Inside there is a play room with a few climbing frames, three small classrooms for about 30 children aged two to seven, all with concrete floors, and a tiny office with a map of China and tables showing times of classes in reading, writing, singing and dancing, mathematics, art and English.
With its happy atmosphere, it could be a model of official Chinese primary education, but the remarkable thing about this little school, which I came across in a shanty town of sweat shops, street cafes and vegetable markets known as "Zhejiang Village", is that it is completely outside the state school system, and relies totally on parents paying monthly fees for its existence.
In the office over glasses of hot water, the headmaster said proudly he established the school last month with a small staff of training-college graduates. "The parents bring the children at 6.30 and they stay here until 5 p.m."
The master (who asked that his name not be used) said he and the children are all from the poor southern province of Zhejiang. They form part of a vast population of 2.6 million "undocumented" residents living illegally around the Chinese capital.
Normally the only migrants who come to the attention of foreign visitors to Beijing are beggars and flower-children. But they are the life blood of the city. They are the tailors, the hairdressers, the milk delivery boys, the street cleaners, the construction workers building the new office towers and metro line, the pedicart drivers who haul away "night soil" (human waste), and also the black marketeers and prostitutes.

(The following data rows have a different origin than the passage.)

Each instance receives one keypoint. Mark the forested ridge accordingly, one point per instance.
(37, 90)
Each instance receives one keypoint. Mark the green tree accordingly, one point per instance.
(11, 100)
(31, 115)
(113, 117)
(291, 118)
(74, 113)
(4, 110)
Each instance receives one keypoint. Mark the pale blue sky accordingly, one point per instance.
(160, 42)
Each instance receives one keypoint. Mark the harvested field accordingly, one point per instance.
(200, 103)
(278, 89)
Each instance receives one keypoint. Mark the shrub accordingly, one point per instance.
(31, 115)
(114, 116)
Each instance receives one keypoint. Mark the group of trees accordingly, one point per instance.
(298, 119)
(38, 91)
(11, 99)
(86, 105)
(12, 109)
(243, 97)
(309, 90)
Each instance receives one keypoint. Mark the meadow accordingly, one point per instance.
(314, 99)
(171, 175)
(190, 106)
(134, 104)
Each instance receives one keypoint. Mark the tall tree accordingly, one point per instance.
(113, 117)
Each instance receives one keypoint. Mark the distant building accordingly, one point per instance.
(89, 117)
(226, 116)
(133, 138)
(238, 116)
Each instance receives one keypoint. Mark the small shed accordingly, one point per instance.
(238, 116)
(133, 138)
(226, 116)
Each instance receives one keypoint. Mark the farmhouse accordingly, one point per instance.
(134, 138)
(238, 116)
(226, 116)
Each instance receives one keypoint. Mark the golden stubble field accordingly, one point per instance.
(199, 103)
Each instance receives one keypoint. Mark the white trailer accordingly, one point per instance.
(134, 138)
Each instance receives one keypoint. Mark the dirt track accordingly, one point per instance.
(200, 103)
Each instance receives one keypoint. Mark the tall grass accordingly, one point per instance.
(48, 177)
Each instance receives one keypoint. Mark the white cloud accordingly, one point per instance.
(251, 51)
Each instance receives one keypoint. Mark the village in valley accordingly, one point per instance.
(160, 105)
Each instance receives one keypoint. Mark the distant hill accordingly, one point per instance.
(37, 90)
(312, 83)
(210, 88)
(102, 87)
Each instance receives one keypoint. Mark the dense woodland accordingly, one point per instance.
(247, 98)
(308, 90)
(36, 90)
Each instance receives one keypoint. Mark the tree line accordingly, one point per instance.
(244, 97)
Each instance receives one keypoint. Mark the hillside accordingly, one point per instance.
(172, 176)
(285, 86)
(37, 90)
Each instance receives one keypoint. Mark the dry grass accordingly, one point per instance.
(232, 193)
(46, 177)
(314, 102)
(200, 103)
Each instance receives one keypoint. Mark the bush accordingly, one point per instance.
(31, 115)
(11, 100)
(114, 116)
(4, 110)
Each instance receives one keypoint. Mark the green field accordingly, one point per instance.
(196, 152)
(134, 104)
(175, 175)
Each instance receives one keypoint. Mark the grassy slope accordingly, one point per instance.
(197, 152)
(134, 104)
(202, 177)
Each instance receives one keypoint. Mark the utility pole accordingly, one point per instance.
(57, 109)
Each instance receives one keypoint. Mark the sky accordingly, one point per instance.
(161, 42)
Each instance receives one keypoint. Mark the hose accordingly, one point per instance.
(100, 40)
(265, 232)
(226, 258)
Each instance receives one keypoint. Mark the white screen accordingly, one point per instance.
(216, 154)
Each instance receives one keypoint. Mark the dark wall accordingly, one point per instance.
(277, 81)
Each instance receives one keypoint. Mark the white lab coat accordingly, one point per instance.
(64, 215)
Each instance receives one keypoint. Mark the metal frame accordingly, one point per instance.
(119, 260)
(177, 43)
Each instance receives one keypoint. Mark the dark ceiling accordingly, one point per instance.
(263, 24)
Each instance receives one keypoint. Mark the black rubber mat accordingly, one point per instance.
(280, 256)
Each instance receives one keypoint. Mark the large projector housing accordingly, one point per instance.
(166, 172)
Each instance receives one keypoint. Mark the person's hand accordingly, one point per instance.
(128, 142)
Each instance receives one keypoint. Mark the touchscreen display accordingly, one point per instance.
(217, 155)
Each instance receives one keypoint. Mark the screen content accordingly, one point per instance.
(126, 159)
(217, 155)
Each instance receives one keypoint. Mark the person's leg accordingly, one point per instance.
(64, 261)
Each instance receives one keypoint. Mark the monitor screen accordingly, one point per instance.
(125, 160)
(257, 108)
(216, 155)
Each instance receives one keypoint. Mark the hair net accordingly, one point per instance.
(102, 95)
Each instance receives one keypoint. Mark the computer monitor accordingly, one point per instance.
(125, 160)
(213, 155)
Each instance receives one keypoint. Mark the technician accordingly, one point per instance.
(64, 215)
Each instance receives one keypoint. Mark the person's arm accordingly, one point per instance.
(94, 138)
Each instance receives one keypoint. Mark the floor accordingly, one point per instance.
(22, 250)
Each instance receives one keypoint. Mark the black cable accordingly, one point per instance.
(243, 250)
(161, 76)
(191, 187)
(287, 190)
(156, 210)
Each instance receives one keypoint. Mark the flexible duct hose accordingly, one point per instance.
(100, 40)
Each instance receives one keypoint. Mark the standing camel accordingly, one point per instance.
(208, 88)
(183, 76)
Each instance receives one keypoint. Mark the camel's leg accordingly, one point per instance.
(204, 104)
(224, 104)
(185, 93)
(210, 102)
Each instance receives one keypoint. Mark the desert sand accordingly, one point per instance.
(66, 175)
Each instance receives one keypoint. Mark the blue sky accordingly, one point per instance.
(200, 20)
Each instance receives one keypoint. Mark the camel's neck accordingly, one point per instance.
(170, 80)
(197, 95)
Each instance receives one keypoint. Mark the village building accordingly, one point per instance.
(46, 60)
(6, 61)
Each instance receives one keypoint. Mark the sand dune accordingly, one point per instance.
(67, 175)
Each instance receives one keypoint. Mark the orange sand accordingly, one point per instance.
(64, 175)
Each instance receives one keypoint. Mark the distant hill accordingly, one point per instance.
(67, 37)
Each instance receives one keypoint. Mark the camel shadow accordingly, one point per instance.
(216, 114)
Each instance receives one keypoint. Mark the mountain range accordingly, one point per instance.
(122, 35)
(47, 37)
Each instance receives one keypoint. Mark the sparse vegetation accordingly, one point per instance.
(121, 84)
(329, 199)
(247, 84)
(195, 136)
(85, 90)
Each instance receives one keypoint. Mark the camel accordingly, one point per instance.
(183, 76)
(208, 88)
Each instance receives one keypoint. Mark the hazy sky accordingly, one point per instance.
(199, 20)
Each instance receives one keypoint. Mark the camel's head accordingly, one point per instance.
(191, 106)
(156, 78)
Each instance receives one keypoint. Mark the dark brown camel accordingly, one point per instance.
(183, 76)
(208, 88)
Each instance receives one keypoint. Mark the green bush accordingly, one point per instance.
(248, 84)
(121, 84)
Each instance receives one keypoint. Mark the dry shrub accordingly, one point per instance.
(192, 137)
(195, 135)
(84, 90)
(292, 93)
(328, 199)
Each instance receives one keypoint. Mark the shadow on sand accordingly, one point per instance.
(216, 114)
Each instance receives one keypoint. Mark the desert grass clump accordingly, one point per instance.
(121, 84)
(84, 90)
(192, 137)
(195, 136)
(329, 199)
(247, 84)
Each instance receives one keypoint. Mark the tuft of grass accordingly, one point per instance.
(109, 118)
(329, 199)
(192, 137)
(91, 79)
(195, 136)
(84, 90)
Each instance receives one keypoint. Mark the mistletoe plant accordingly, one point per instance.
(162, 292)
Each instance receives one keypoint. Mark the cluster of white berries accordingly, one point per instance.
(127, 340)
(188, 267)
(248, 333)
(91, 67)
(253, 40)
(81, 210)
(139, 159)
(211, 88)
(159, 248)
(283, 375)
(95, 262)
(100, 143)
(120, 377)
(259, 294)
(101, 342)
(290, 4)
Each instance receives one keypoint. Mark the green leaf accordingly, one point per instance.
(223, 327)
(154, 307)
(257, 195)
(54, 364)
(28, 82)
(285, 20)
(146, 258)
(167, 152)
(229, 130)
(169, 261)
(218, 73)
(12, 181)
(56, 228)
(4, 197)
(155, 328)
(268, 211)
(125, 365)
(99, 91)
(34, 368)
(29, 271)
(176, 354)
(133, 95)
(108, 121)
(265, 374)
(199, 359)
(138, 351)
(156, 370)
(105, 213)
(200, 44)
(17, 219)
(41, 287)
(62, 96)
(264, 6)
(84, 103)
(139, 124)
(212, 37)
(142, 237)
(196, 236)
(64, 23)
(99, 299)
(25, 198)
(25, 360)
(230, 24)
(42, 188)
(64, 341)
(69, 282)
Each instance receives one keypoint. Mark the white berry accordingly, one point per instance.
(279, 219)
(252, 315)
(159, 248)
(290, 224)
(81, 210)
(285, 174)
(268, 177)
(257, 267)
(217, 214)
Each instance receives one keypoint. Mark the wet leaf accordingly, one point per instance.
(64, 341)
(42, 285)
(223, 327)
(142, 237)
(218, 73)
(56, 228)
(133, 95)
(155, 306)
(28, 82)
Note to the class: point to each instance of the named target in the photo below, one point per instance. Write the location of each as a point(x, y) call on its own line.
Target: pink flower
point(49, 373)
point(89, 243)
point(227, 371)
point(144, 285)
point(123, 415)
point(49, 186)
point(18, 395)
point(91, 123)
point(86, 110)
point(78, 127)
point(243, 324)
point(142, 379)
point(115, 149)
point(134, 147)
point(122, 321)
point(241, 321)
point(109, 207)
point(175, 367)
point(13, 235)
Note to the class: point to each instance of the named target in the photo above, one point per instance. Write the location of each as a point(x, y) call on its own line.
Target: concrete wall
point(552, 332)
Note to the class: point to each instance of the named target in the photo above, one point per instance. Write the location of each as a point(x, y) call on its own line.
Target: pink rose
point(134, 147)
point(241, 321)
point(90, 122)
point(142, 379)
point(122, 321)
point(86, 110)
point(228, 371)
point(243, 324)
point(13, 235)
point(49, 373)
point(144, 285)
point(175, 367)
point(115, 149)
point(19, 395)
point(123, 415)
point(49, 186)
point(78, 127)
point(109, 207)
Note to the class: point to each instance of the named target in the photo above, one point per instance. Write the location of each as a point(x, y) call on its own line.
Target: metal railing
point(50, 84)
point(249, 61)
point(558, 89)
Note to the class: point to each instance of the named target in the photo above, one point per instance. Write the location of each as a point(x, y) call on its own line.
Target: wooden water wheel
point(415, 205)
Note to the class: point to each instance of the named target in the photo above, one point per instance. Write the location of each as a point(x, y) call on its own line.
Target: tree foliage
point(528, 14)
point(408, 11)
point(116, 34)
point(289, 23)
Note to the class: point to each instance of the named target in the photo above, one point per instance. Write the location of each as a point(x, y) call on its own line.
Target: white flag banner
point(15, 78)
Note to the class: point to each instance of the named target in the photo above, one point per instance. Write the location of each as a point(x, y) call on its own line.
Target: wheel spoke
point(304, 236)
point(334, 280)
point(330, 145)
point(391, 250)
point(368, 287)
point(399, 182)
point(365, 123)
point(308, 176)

They control the huge garbage industry which has its own hierarchy, with scavengers at the bottom and tip bosses with mobile phones at the top. Most of the "Zhejiang village" migrants are garment workers who provide Beijing with much of its clothing (some made from fibre produced by recycling plastic collected in the city dumps), which is often sold on street markets with genuine-looking designer labels.
Making clothes and moving rubbish are among the few jobs migrants are able to do in the Chinese capital, where unemployment is a growing problem among the local population of over 12 million. To protect the jobs of Beijing workers, the city has just increased from five to eight the number of industries from which migrant workers are banned, and from 34 to 103 the prohibited categories of work, such as tourist guide or waiter.
Worse still for the "undocumented", many more of whom are pouring into the city each day seeking a better life, the Beijing Public Security Bureau started a month-long drive on March 1st aimed at evicting one million migrants. On the streets police randomly stop outsiders, whom they can distinguish from locals by their slightly different ethnic features and the fact that they don't have that certain superior Beijinger attitude, to check their documents.
They look for the "Three Nos" - no temporary residence permit, no identification card and no employment permit. Anyone caught is taken to a detention centre and made to perform hard labour to earn a one-way ticket home, and then put on a longdistance train. The other day I saw several pedicarts doing Uturns, and people melting into alleyways, when policemen began checking documents in "Zhejiang Village".
A climate of fear and uncertainty is nothing new for those who live on the edge in Beijing. Four years ago the authorities broke up the garment district using armed police and soldiers. Last year 300,000 migrants were expelled to "tidy up" the capital for the country's 50th anniversary, including hundreds of ethnic Uiygar residents of "Xinjiang Village" north of the city, whose makeshift shish kebab cafes - popular with foreign students - and minarets were bulldozed away. But often they find their way back within weeks.
Beijingers do not like the migrants, and blame them for unemployment and crime, but they cannot manage without them. During the Chinese New Year in February, when people all over China returned to their home villages, stories appeared in the Beijing newspapers about milk deliveries not arriving and about how hard it was to get home help during the holiday week.
The little school in "Zhejiang Village" is only one of hundreds in Beijing where local communities have to run their own unofficial education programmes to try to give their children a better chance in life in a two-tier society. They operate openly but the children's parents can fall foul of the crackdown at any time.
"The government doesn't give any support to people like me," the headmaster said. "But if there is no such school as we provide, then the children will just be throwing stones at each other in the streets, or going begging."